Pertanto, ha aggiunto, va chiarita la nostra conoscenza del ministero.
Inoltre che la partecipazione alla vita della Chiesa non si basa sul genere, il
celibato o lo stato matrimoniale, ma sui talenti, le competenze e le capacità
che la Chiesa richiede nel compimento della sua missione. Sotto questo punto di
vista non ci devono essere incertezze nemmeno circa il ruolo femminile, tanto
più che il carisma camilliano è più incline ad
attirare le donne che non gli uomini, per questo è importante che ci sia
chiarezza sul ruolo della donna.
Un altro punto basilare consiste nel trasmettere al laicato il messaggio in
un linguaggio intelligibile. In effetti, ha affermato p. Monks,
bisogna riconoscere che la comunicazione e la chiarezza di espressione non sono
davvero una delle maggiori doti delle guide ecclesiastiche… Quando devo leggere
due o tre volte un testo per capirne il significato, o quando il contenuto è
espresso attraverso una terminologia oscura che ha bisogno di dizionari
specialistici, allora vuol dire che la colpa non sta necessariamente
nell’ignoranza di chi legge.
Non sarà pertanto possibile presentare con chiarezza agli altri ciò che non
è chiaro per noi. In particolare il religioso dovrà essere chiaro per quanto
riguarda la propria identità. Egli inoltre dovrà comprendere il termine carisma
alla luce dell’odierna teologia della vita consacrata e avere chiaro il suo
carisma particolare. Purtroppo ciò non avviene sempre.

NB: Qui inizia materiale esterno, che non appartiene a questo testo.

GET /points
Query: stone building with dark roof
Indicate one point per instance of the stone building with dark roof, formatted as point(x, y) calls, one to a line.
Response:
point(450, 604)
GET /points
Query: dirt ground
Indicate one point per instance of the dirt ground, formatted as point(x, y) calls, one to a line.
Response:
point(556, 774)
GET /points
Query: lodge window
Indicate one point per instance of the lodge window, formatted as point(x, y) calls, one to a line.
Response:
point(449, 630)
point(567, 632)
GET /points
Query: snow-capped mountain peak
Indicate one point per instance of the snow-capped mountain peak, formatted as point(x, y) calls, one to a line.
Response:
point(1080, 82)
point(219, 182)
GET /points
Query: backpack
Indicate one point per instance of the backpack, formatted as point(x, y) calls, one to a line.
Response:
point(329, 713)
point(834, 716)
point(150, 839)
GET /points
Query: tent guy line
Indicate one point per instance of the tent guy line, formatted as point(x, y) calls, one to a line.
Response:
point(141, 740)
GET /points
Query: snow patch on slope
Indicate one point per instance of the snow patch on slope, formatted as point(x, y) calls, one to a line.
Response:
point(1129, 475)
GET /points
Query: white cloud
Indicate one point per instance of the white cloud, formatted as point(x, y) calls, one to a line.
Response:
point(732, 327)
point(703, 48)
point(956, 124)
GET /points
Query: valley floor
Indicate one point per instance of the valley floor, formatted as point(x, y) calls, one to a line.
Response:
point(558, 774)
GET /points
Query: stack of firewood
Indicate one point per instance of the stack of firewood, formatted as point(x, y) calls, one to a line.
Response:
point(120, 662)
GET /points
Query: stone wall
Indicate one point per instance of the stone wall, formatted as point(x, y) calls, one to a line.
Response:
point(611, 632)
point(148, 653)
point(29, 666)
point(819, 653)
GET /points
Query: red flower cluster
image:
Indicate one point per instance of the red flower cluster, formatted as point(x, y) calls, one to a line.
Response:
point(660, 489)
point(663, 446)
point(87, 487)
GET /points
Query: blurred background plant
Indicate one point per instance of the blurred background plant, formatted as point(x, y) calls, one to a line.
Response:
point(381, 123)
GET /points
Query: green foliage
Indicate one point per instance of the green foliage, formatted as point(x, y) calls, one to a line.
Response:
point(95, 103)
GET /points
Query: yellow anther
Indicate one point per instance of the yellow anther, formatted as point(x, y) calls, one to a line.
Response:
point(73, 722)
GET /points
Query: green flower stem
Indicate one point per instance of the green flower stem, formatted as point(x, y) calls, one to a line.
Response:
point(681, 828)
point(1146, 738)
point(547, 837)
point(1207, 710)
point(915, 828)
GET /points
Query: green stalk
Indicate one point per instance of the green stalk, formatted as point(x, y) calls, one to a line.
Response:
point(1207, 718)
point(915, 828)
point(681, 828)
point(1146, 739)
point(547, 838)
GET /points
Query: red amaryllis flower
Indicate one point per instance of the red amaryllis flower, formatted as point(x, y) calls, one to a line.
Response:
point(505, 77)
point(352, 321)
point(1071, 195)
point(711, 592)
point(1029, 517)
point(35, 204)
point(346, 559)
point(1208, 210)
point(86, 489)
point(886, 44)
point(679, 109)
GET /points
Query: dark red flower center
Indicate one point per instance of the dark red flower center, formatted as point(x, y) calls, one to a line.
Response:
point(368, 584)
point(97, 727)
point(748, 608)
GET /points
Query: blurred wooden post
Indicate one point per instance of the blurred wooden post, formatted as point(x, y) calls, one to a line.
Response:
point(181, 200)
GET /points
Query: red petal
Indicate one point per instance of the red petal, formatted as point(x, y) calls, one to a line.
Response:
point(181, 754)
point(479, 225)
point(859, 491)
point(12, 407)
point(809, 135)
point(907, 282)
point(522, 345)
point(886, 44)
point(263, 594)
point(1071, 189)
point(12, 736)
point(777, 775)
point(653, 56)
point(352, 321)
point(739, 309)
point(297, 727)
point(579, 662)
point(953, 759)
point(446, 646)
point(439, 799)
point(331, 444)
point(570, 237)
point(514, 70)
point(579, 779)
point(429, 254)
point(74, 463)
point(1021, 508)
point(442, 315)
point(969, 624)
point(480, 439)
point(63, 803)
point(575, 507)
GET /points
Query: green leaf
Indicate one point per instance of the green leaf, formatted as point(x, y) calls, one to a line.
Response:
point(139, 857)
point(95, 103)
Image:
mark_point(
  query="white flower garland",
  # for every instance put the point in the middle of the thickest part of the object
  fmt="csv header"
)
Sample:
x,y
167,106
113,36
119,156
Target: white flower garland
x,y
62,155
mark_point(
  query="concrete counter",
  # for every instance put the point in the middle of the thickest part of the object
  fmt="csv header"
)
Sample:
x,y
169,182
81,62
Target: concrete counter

C’è inoltre bisogno di avere un chiaro concetto del sacerdozio in linea col
concilio.
Infine, ha sottolineato p. Monks, è necessario
insistere sull’esigenza di integrità e di fedeltà da parte del religioso che si
impegna nel ministero di collaborazione. Bisogna essere uomini di Dio, uomini
di Chiesa, genuini camilliani; soprattutto bisogna
essere se stessi.
Per concludere, p. Monks ha ricordato quanto sia
importante la formazione sia per il laicato sia per il religioso se si vuole
giungere a una collaborazione significativa.